The 621st CRW Airmen arrived Aug. 28 at the request of the Pakistani government and the U.S. State Department to assist Pakistan’s National Disaster Management Authority, the equivalent to the United States Federal Emergency Management Agency, said Lt. Col. Shawn Underwood, the 621st Contingency Response Element commander.

Heavy monsoons deluged northern Pakistan in July, with more than 26 inches of rain, precipitating one of the worst floods in Pakistan’s history. At its height, the flood waters submerged the better part of an area equivalent to a length of the eastern seaboard of the United States, stretching from Maine to Georgia. Unlike an ocean tsunami, this wave moved slowly, finally cresting in southern Pakistan in late September. The flood left nearly 2,000 people dead.

“The Airmen of the 621st (CRW) assisted with the pallet buildup and distribution of more than 20 million pounds of international relief supplies,” Colonel Underwood said. “In addition to building pallets of food and shelters for distribution to flood victims, we also processed the arrival of helicopters and support equipment for the U.S. Army’s 16th Combat Aviation Brigade and the 15th and 26th Marine Expeditionary Units.”

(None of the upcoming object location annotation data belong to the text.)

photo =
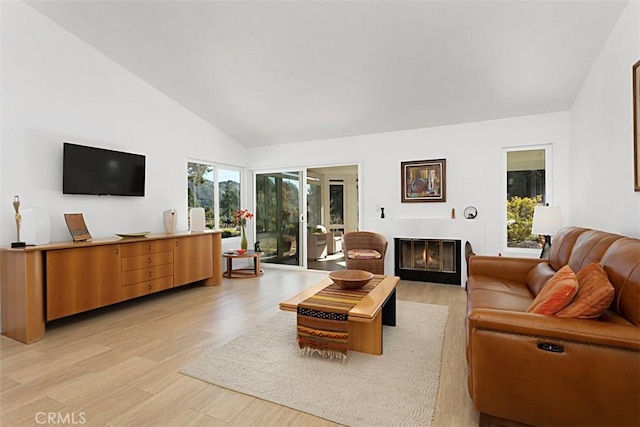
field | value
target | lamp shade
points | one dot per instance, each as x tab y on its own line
547	220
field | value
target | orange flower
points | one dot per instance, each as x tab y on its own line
241	217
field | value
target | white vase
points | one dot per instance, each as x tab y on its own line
170	220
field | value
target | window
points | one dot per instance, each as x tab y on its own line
314	203
217	190
527	184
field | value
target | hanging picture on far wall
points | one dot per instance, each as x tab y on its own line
424	181
636	124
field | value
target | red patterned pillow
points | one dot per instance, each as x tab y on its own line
594	296
556	294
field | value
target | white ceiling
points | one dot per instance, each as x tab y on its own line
271	72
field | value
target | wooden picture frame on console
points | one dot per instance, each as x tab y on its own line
636	125
424	181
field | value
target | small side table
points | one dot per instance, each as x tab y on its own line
241	273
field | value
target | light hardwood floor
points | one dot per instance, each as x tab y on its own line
118	366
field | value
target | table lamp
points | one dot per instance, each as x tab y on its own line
547	220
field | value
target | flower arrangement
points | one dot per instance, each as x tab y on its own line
241	217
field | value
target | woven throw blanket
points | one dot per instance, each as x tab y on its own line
323	319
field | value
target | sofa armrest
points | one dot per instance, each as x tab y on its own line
515	269
585	331
544	370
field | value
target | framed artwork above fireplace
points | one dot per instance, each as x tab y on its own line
424	181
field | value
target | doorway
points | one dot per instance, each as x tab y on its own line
332	210
279	217
302	225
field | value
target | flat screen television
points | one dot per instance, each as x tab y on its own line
97	171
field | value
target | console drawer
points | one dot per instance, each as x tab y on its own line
143	248
145	261
146	287
146	274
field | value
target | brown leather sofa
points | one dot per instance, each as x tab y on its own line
542	370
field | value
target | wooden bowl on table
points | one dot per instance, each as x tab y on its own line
350	279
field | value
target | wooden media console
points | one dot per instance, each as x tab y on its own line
47	282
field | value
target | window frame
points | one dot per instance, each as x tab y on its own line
548	196
216	190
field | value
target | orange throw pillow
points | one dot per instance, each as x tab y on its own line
594	296
556	294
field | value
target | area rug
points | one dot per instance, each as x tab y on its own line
398	388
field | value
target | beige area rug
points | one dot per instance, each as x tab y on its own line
398	388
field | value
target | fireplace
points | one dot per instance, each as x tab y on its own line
428	260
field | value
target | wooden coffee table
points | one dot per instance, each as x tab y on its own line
366	318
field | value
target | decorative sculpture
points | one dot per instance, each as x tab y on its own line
16	206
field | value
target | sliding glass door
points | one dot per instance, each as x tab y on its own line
279	217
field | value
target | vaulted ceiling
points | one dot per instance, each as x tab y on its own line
271	72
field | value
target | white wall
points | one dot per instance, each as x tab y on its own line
56	88
475	172
602	194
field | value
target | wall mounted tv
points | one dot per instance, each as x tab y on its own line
97	171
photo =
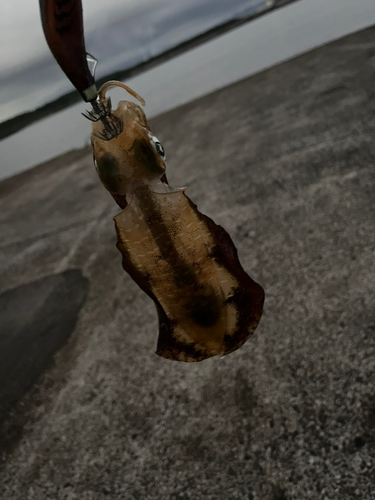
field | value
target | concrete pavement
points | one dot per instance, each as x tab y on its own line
285	162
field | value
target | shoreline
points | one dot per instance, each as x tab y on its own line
17	123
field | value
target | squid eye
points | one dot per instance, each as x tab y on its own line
158	146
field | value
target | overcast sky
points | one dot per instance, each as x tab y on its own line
119	33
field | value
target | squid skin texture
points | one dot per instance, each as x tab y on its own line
207	305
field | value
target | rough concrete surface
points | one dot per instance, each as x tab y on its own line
285	162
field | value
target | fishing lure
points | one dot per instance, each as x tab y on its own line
207	305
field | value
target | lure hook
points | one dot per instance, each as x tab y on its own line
102	107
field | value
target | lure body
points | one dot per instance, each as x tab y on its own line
206	303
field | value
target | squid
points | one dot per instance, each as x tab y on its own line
206	303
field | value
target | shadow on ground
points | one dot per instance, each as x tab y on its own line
285	162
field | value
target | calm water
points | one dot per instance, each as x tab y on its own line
249	49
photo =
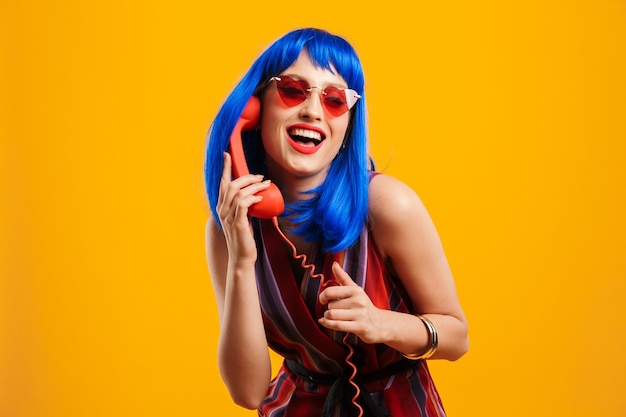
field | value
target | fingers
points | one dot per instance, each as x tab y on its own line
236	196
341	276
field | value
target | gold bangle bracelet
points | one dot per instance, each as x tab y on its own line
433	338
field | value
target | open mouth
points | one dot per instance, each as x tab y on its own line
306	137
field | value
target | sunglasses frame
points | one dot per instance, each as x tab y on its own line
351	95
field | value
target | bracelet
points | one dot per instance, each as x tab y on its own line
433	338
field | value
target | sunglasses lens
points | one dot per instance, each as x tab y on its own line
335	101
293	92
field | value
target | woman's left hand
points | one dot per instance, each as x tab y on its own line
351	310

After being offloaded from larger C-17 Globemaster IIIs, these helicopters were then moved further downrange to deliver critical supplies and evacuate flood-displaced Pakistanis.

As the flood waters moved south and areas in the north became accessible, the focus of relief and rescue efforts shifted constantly. One key destination for aid relief was a central reception point in the northern Kashmir region on the airfield at Skardu. After specialists assessed the airfield, the CRE deployed a 3-man team forward to support operations. Together with the Pakistani military, they were able to offload three C-17s and three C-130s aircraft each day, resulting in the delivery of more than two million pounds of aid in ten days.

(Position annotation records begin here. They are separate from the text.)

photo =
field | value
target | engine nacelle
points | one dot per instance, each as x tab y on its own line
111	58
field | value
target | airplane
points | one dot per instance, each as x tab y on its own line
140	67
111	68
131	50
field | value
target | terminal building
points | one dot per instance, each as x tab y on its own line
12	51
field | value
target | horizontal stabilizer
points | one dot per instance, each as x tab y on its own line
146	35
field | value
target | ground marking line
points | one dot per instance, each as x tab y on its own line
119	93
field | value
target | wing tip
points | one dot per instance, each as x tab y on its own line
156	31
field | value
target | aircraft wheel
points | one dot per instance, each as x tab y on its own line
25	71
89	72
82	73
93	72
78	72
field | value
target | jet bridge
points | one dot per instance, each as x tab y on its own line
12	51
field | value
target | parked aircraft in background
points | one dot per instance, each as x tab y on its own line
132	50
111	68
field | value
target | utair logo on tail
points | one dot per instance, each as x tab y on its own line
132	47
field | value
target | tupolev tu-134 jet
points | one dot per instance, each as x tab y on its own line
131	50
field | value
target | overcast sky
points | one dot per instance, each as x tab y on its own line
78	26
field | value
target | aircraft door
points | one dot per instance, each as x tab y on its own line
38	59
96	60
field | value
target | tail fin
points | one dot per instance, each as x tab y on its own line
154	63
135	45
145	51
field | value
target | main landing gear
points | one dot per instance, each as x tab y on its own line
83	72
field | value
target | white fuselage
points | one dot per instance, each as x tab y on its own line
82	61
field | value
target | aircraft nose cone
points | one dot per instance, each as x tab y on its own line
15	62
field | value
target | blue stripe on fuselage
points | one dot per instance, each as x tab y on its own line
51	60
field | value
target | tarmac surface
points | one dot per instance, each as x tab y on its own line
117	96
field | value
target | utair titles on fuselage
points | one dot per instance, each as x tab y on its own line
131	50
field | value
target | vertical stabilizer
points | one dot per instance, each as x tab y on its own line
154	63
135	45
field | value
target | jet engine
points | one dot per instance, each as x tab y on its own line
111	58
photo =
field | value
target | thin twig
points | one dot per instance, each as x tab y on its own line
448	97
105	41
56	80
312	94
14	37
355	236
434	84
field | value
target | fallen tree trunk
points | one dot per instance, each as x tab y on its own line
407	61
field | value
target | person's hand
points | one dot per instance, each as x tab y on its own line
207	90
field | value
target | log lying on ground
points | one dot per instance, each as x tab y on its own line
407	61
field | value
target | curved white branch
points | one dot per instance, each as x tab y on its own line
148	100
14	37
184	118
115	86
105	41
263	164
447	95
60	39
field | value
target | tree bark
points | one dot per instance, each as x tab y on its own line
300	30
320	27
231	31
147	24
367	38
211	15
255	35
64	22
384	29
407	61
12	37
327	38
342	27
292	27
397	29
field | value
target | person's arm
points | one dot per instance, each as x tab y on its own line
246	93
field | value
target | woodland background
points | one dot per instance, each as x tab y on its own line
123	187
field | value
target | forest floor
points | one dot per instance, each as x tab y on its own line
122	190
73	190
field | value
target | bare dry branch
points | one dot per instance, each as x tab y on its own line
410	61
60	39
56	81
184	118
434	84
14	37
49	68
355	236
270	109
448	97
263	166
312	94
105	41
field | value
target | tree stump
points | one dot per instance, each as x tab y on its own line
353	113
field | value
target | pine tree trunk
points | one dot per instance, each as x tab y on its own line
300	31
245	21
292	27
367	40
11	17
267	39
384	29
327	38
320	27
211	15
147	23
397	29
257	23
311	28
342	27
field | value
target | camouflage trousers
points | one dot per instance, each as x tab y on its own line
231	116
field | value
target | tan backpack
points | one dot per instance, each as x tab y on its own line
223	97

Each morning, and most afternoons, Colonel Underwood would meet with leaders of the Pakistani air force at Chaklala AFB to discuss the day’s goals and obstacles. The meetings often covered more than the day’s flying schedule.

“I would present the issues or goals of the day to Group Capt. Atique over a cup of hot tea, and he would make a quick phone call to brief a subordinate, then turn to me and say, ‘While we wait for that to be solved, let’s talk about cricket,’” Colonel Underwood said. “The game of cricket became a sort of metaphor for the deployment. It’s a total team exercise, but it has much different rules and time scales. We were trying to learn and accomplish disaster response the Pakistani way — by their rules.”

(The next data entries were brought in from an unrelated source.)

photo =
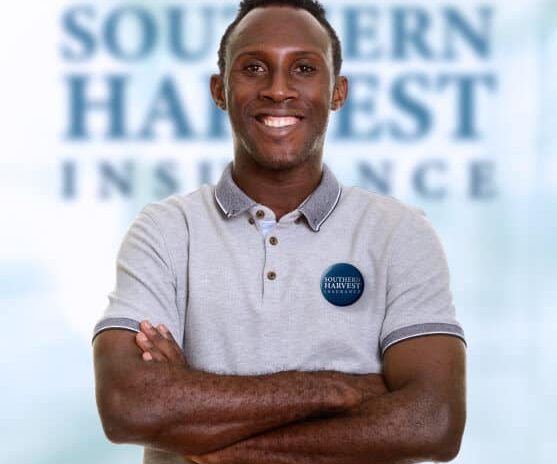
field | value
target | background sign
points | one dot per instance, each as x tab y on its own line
105	107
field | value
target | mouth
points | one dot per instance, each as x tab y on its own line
278	122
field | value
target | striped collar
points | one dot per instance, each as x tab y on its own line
316	208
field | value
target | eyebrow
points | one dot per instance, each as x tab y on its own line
262	52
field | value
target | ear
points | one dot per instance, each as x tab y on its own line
340	93
217	91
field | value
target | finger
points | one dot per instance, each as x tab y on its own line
167	347
150	351
168	336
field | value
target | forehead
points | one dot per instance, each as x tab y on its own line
279	27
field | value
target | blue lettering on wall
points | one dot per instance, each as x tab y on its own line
113	106
114	33
76	23
166	107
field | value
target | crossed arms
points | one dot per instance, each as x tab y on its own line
147	394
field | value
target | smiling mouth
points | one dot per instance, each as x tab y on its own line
278	122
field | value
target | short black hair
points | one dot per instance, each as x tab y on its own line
314	7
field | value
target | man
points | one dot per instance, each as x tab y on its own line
279	317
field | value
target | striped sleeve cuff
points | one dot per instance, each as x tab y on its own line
419	330
116	323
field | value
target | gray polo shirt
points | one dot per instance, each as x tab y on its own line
243	303
333	285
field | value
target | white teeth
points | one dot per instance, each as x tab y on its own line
275	121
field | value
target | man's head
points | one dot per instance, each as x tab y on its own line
311	6
278	83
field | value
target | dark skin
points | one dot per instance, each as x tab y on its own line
279	89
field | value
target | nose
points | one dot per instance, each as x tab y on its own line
278	87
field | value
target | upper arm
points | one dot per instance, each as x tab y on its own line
150	273
433	368
116	359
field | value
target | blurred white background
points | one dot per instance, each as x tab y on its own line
452	110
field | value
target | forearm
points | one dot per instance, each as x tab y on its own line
391	428
190	412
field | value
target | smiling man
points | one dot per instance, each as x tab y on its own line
279	316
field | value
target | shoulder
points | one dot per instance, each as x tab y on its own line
385	211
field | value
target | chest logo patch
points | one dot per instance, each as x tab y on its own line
342	284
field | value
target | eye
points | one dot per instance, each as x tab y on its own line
254	68
305	69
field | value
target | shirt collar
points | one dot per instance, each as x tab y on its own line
316	208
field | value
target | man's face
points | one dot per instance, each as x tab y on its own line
279	87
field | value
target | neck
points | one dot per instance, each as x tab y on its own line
280	190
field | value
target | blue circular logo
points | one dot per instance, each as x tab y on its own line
342	284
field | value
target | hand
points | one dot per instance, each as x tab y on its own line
159	345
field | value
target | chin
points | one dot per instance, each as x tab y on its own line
281	161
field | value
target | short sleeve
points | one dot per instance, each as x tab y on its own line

The team left with more than knowledge of foreign sport, said Maj. Christopher Lacek, the 621st CRE director of operations.

“The best part of the trip was being told ‘thank you’ by people you did not know, seeing people’s faces light up when they saw you were from the United States, watching families board an American aircraft en route to a more stable area of Pakistan,” Major Lacek said. “It was worth it all to realize their opinion of America may have changed.”